Nearly every state requires you to be a state resident before you can file for divorce in that state. If you and your spouse recently moved to Texas, for example, you will need to file for divorce in the state where you previously resided. The residency requirement before you can file for divorce in Texas is six months or 180 days.
Here are a few things you may want keep in mind if you have recently moved to Texas and you plan to get a divorce:
Is it better to file for divorce in Texas?
Spouses who recently moved to Texas -- and plan to continue living here -- may want to wait the required six months to establish residency as opposed to filing immediately in the state where they currently have residency. This will avoid the cost and inconvenience of needing to travel to the other state for court hearings. If you don't want to stay in Texas and plan to move back to your home state, on the other hand, you might want to file in your home state so your legal proceedings will be closer to you.

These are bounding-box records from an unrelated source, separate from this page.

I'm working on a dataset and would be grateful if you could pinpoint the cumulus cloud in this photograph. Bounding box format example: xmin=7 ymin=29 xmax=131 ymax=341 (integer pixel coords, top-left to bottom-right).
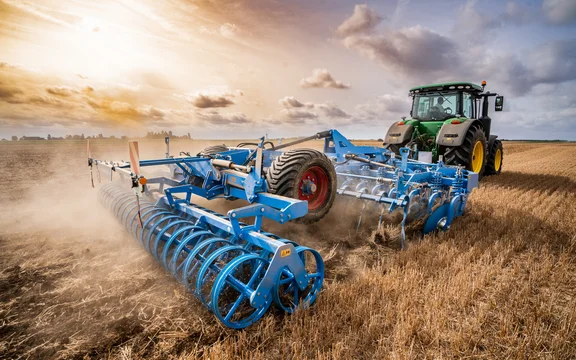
xmin=196 ymin=110 xmax=250 ymax=125
xmin=542 ymin=0 xmax=576 ymax=24
xmin=278 ymin=96 xmax=314 ymax=109
xmin=0 ymin=65 xmax=171 ymax=126
xmin=316 ymin=102 xmax=351 ymax=119
xmin=280 ymin=109 xmax=318 ymax=120
xmin=220 ymin=23 xmax=240 ymax=39
xmin=186 ymin=92 xmax=241 ymax=109
xmin=344 ymin=25 xmax=460 ymax=73
xmin=300 ymin=69 xmax=350 ymax=89
xmin=336 ymin=5 xmax=382 ymax=36
xmin=355 ymin=94 xmax=411 ymax=120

What if my spouse and I live in two different states?
Sometimes, one spouse has residency in one state, and the other spouse has residency in the other. This could happen if the spouses moved away from one another before finalizing their divorce proceedings. If this happened to you, it could be wise to file for divorce first, so that your divorce proceedings take place closer to you.
What state will decide my child custody matter?
Some spouses may find that filing in one state is more advantageous than filing in another. For example, Texas child custody laws and case law could be very different than the child custody laws in another area of the country. The deciding factor for child custody jurisdiction is usually where the child physically lives. If the child recently moved to a new state, the "home state" will be the state in which the child last lived for at least six months.
Also, if a state court has already issued a child custody decree, in most cases, this state can assert continuing jurisdiction over subsequent modification proceedings if one of the parents is still a resident of that state. This is true unless the particular state does not provide itself with jurisdiction through its own laws.
Do you have more questions about state residency and divorce?
The question of which state has jurisdiction over your divorce is an important one. To avoid potential filing errors, and to make sure you have considered all of the potential ramifications of filing in one state over another, you may want to investigate deeper into the matter of state jurisdiction and residency as it applies to your divorce process.